Tan received her MFA at the Slade School of Fine Art in London. She has mounted solo exhibitions in Milan and Fukuoka, Japan, and appeared in numerous group shows around her native China.
—Olivia Horn
Margaret R. Thompson
B. 1990, Washington, D.C. Lives and works in Santa Fe, New Mexico.
Margaret R. Thompson’s misty, narrative paintings offer a sense of balance—between fantasy and reality; landscape and interiors; figuration and abstraction; calm and excitement. The Santa Fe–based artist’s soft, entrancing scenes are painted in wispy washes of color, built up from an array of materials including oil paint, wax, sand, turmeric, raw pigments, and earth, among others. In the resulting works, figures melts into their environs or a natural landscape hums with life, conveying the artist’s interests in the sacred, dreams, and otherworldly life.

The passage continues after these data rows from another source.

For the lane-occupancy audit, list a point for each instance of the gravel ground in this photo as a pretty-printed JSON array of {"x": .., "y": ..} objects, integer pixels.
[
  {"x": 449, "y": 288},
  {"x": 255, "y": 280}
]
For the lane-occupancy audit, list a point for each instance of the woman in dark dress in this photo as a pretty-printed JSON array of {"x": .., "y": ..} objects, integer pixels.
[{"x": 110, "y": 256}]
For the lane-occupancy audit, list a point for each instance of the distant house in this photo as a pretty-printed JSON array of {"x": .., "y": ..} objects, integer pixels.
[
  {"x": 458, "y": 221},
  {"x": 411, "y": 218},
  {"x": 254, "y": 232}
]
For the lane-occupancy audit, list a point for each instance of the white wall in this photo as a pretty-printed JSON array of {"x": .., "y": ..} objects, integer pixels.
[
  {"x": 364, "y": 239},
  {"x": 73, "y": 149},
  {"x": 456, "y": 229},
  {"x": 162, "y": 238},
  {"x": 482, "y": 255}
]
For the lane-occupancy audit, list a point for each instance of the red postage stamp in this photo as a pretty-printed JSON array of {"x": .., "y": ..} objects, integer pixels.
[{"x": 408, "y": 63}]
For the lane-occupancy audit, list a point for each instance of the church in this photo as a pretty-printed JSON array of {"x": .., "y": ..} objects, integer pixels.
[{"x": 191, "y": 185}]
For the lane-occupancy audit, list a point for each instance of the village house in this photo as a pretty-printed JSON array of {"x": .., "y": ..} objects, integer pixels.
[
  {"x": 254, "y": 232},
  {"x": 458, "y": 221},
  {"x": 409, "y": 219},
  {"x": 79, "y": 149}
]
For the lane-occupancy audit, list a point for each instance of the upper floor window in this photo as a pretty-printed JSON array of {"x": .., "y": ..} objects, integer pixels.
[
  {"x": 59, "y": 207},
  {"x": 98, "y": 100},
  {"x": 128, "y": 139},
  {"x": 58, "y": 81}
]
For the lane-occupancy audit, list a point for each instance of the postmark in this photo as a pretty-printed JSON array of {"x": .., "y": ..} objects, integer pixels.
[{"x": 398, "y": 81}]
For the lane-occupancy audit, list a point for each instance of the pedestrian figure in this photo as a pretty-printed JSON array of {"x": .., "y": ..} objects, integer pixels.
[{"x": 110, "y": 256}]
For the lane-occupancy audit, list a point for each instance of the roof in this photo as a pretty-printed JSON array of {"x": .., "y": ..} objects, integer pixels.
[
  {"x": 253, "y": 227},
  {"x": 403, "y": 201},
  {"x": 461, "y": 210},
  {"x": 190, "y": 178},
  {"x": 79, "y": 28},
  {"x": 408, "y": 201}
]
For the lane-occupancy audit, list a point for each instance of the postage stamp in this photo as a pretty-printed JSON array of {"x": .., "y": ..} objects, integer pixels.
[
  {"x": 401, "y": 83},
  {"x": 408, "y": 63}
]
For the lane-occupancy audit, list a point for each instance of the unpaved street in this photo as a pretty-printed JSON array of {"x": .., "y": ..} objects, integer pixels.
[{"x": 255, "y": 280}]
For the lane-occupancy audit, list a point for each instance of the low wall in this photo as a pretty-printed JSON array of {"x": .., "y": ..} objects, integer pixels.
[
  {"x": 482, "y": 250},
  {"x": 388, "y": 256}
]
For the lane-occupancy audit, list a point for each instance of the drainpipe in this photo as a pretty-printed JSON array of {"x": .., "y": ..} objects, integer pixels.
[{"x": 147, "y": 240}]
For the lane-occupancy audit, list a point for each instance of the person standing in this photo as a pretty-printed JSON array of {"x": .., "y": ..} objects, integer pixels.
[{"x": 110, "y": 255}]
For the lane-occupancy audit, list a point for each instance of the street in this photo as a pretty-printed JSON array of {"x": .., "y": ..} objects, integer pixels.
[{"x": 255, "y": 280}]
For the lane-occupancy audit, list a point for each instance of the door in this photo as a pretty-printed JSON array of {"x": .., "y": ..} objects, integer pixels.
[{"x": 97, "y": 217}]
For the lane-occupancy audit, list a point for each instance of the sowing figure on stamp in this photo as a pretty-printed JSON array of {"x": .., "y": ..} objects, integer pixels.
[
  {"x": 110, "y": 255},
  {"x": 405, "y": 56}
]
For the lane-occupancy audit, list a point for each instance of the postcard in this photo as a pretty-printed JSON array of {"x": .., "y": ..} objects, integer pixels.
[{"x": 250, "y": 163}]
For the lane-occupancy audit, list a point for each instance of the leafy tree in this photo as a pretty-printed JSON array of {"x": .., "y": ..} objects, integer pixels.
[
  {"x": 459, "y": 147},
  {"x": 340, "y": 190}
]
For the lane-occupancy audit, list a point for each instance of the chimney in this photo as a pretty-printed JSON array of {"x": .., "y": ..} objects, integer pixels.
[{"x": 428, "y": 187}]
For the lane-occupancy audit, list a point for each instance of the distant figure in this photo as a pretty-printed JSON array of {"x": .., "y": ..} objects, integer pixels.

“In my paintings, enigmatic beings, like phantoms, protect boxes holding mysteries, ride motorcycles by Eden’s gates in a blue canyon, ascend to outer heaven above a flaming staircase, and dive for pearls in a half human half moon body,” Thompson wrote in her artist statement. Her works are imbued with her background in anthropology and hints of magical realism and Symbolism, as well as her experiences living in Northern California, the Yucatán, and the New Mexico desert.
The artist described her latest works, now featured in a two-person exhibition titled “Eidolon” at Tyger Tyger Gallery in Asheville, North Carolina, as being “about sanctuary—hideaways and refuge, moments of concealment, protection… sanctuary as a place, a way of life, a disguise, a state of being.”
Thompson is also currently featured in a group exhibition, “Reverdie,” at Arusha Gallery in Edinburgh, and will be in a three-person exhibition at its London location this November. The artist has been featured in dozens of other exhibitions across the world in the past two years, including at Red Arrow Gallery, Wilder Gallery, and Duran Mashaal.